Mathematical Models of the Metastasis of Cancer*

Main Article Content

Katrina McKinley Hoban

Abstract

When cancer cells detach from an original tumor site to spread throughout the body, it is called metastasis. Metastatic cancer cells can move either by direct contact with new organ sites or through the blood or lymphatic systems of the body, but there is a generally accepted path process for this spread. However, metastasis is a multifaceted process dependent on a variety of cellular and micro-environmental parameters found in the cancer tumors as well as the host's body.
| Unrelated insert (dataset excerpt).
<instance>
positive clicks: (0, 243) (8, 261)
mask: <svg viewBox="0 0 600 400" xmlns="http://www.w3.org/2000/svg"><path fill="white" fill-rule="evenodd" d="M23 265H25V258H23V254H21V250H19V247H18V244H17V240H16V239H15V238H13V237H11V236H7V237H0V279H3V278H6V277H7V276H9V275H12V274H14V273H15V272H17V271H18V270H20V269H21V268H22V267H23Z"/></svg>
For this reason, it is extremely difficult to create a mathematical model that accurate predicts the exact path a specific cancer will take. This paper will summarize five existing models of this path and evaluate their dissimilarities to determine the best course of action in predicting metastasis in several types of cancer.

Article Details

Section
Mathematical Sciences
Author Biography

Katrina McKinley Hoban

Katrina McKinley Hoban is a first-year M.A. student in the Department of Mathematics. She received her B.A. from The Pennsylvania State University in University Park, PA, where she studied Public Relations and International Business. Following her time at Penn State, she spent several years working in product management in advertising before enrolling at Villanova. Katrina has taken an interest in applied Mathematics, specifically Operations Research and Project Planning, and intends to pursue a career in one of those fields upon graduation. She thanks Dr. Douglas Norton for his enthusiasm in teaching Mathematical Modeling and guidance while completing this study.